Dinâmica Inflacionária e Indicadores de Pressão Preços
O núcleo do CPI, que exclui alimentos e energia, registrou alta de 2,4% em agosto frente ao ano anterior, após 2,5% em julho, indicando persistência de pressões inflacionárias estruturais além dos componentes voláteis.
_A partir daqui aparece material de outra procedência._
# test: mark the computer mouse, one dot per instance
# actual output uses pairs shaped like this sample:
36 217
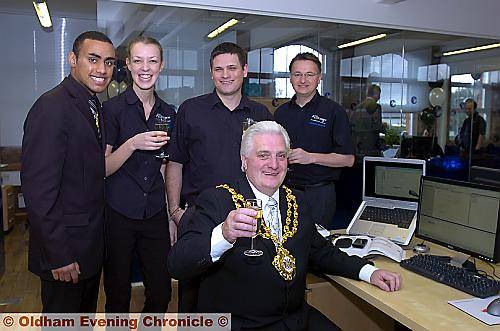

A combinação entre a recuperação dos preços da gasolina, os alimentos caros e o fraco relatório de emprego de agosto reforçou as projeções de continuidade da inflação elevada, pressionando o Federal Reserve a avaliar novas medidas de política monetária no curto prazo.
A inflação anual do núcleo do CPI atinge 2,4%, sinalizando que a desinflação ainda não se consolidou nos preços essenciais.
Repercussão Monetária e Desafios Institucionais
O presidente do Federal Reserve, Christopher Waller, sinalizou disposição para manter as taxas estáveis se os dados confirmarem a redução das pressões inflacionárias, embora os mercados ainda precifiquem com 70% de probabilidade um aumento de 25 pontos-base em setembro.
A pressão política sobre o Fed intensificou-se com críticas do presidente dos EUA, Donald Trump, que demandou cortes de juros para estimular a economia e evitar prejuízos eleitorais aos republicanos nas eleições de meio mandato.